A federal jury found five aging men guilty on Monday in a racketeering conspiracy that involved decades of extortion, loan sharking and murder aimed at killing anyone who dared stand in the way of the Chicago mob.
The verdicts capped an extraordinary 10-week trial that laid bare some of the inner workings of what is known as The Outfit.
The prosecution's star witness was an admitted hit man who took the stand against his own brother to spell out the allegations, crime by crime. Over 10 weeks, the jury heard about 18 killings, including the beating death and cornfield burial of Tony ``The Ant'' Spilotro, the mob's man in Las Vegas and the inspiration for Joe Pesci's character in the 1995 movie Casino.
It was a sweeping victory for prosecutors. The jury found all five men guilty of a racketeering conspiracy that included the 18 unsolved murders, as well as other counts of bribery, illegal gambling and tax fraud.

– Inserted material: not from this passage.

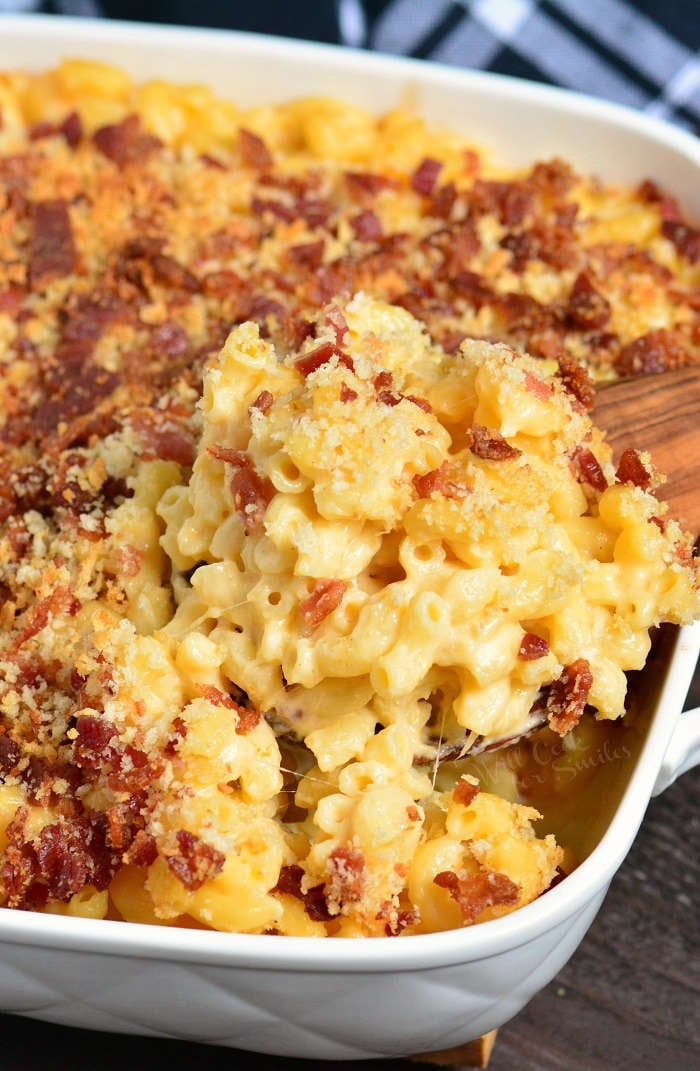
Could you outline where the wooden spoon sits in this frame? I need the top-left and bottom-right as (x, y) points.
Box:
(591, 365), (700, 536)
(416, 365), (700, 765)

Alleged mob boss James Marcello, 65; alleged mob capo Joseph "Joey the Clown" Lombardo, 78; convicted loan shark Frank Calabrese Sr, 70; and convicted jewel thief Paul Schiro, 70, could face up to life in prison. The fifth man, retired Chicago police officer Anthony Doyle, 62, was the only one among the five not accused of carrying out at least one of the killings.
Testimony ranged from accounts of former friends lured to their deaths to clandestine rituals where initiated "made guys" had their fingers cut and were required to take an oath while holding burning religious pictures.
The government's star witness was Nicholas Calabrese, an admitted hit man who cooperated with the government in hopes of avoiding a death sentence. He said his brother, Frank Calabrese, ran a loan sharking business and specialized in strangling victims with a rope then cutting their throats to make certain that they were dead.
Frank Calabrese admitted in court that he associated with mobsters, but denied being one.
Yet his brother described a 1983 killing in which the two blasted away on a suburban Chicago street, killing two.
"In my mind, I knew I had to do this because if I didn't, my brother would have flattened me," Nicholas Calabrese testified.
Frank Calebrese's attorney, Joseph Lopez, had urged jurors not to trust his client's brother.
"He would shoot you in the head over cold ravioli," Lopez declared.
Doyle, the retired police officer, was accused of leaking law enforcement information to the mob.
During the trial, the court heard tapes the FBI made of him as he spoke with Calabrese in the visitors room at federal prison.
The prosecutor said it was mob code talk. Doyle said that he could not understand what Calabrese was telling him and considered it "mind-boggling gibberish."